June 6, 2008

Exhibition "The Anatomy of Vanities" (Erasmus' House, Brussels, April 24-July 13, 2008)

The Anatomy of Melancholy by Robert Burton got published in 1621, and the Erasmus' House in Brussels currently has an exhibition called The Anatomy of Vanities (April 12, 2008-July 13, 2008). Burton's medical treatise and the exhibition have in common a medical subject and an unusual breadth of approach. In the case of the exhibition, we add staggering beauty.

The son of a French luxury goods scion quipped that he sees the best contemporary galleries in each city he visits on business. Why not a pars pro toto at the Erasmushouse with the works of Jan Fabre and Marie-Jo Lafontaine, in rooms that have recently been repainted. Why not the museum's garden with permanent works of art, amongst others Les larmes du ciel by Marie-Jo Lafontaine. With a spoonful of contemporary art, a medicine of memento mori goes down.
This exhibition fits one of the themes that the Erasmushouse under its director Alexandre Vanautgaerden sets out to explore as of 1998: the cabinet of rarities or vanities, which it sees as a predecessor of the museum. The cabinets brought together works or art, natural or exotic fauna and flora, and scientific instruments.

Such cabinets were in vogue after Erasmus' time, but, as gathered from Vanautgaerden's introduction to the catalogue, Erasmus' contemporary Albrecht Dürer started his Wunderkammer with elements from a trip to.. the Netherlands. Cabinet elements are present here, organised around the concept of idleness or vanity.

In Erasmus' days, death was more pressing than in ours, the reminder more common. Erasmus, who was somewhat sickly, wore a ring with the Latin inscription 'concedo nulli', 'I yield to no one', a direct reference to man's natural fate from the standpoint of a personified Death.

The take on death in this exhibition is to understand it with a certain jubilation, by lingering to take in past and present moments of beauty, and by seeing the attempts to fixate or represent life in the name of curiosity.

Bright green parrots from the Museum of Natural History at Tournai are laid around a skull in garland fashion. The skeleton and the snake are omnipresent in delicately wooden or ivory sculpted figurines or heads. There are plant arrangements by a Brussels florist, leaving room for ongoing microscopic processes in glasshouse conditions. and there's the human desire to push the limits of technique in exquisite mechanically turned objects of ivory and wood.

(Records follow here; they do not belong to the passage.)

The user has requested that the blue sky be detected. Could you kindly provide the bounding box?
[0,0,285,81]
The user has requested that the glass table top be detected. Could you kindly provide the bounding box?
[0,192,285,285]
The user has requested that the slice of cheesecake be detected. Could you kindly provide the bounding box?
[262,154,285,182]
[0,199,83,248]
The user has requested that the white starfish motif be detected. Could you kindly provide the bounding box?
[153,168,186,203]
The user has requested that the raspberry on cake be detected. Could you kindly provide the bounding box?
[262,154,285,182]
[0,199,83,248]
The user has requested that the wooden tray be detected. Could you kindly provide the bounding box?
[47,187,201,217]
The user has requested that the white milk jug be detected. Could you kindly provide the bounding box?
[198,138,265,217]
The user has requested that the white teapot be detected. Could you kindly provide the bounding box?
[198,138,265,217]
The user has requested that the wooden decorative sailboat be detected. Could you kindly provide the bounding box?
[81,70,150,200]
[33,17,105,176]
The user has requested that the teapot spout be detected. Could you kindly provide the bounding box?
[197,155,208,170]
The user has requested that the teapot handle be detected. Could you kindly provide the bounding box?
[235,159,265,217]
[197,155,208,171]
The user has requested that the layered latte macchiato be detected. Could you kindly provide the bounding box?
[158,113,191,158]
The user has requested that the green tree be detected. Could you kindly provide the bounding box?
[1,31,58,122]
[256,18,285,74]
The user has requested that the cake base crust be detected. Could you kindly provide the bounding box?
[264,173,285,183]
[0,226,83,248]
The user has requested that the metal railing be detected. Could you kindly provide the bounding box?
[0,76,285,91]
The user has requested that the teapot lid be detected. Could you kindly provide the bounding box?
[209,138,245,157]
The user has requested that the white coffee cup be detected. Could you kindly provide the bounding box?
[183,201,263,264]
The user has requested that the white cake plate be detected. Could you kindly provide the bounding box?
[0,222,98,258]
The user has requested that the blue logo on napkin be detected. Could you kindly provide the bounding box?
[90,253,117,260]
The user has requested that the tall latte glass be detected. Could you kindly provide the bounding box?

In an essay from the catalogue, Jean-Marc Mandosio traces man's preoccuption with the anatomical model through time. The models of women, the Venuses or Evas, as he explains, were always represented full-bodied, with skin, unlike the Adams. Their shape was an ideal, and in stark contrast with the entrails and organs you could still remove.

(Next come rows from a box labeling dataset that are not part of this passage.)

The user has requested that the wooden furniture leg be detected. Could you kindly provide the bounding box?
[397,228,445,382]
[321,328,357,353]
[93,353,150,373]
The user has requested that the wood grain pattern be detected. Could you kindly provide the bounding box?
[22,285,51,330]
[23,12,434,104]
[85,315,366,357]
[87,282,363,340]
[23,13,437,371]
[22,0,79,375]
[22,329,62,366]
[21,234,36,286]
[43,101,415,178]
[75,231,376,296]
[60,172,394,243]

The collector who gave these strange and beautiful objects on loan, acutely phrases how despite our ability to prolong life, and to taunt it with the most fantastical creations, clinging to it will be as vain as in the time of Erasmus. If to the vistor this comes as too great a shock, there are always the editions of Erasmus on view on the second floor, or a moment's pause in the philosophical garden of the museum to regain spirits.

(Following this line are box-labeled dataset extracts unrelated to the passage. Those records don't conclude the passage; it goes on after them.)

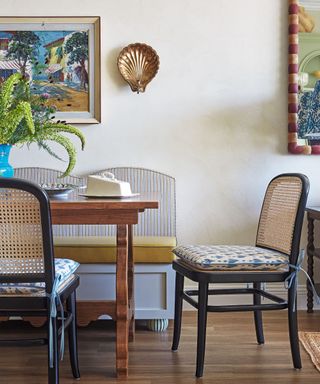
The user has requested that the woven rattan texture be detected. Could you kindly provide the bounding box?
[0,189,44,275]
[256,176,302,255]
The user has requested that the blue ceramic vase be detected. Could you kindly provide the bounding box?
[0,144,14,177]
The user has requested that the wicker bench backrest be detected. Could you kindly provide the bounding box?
[15,167,176,237]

As a visitor, you take these beautiful objects home in the shape of the catalogue: Anatomie des vanités. Anatomie der ijdelheden. Sous la direction de - onder leiding van Alexandre Vanautgaerden. Bilingual catalogue French-Dutch. Le Cabinet d'Erasme VI (2008). 93 p. color ills. ISBN 978-2-930414-22-5. Exhibition until July 13, 2008. Erasmus House and garden, open every day except Mondays (Photos: museum website).
PS: Belgium is a country of collectors-the exhibition Hout in boeken (see our March 10, 2008 post) featured another collector's 17th C set of thinly turned woodcups -a marvel. See Charles Indekeu's article "Ornamentdraaiwerk. Machinekunst voor vorsten" (p. 315-325) in the study Hout in boeken (see our April 24, 2008 post) as a complement to the catalogue of the Erasmushouse exhibition.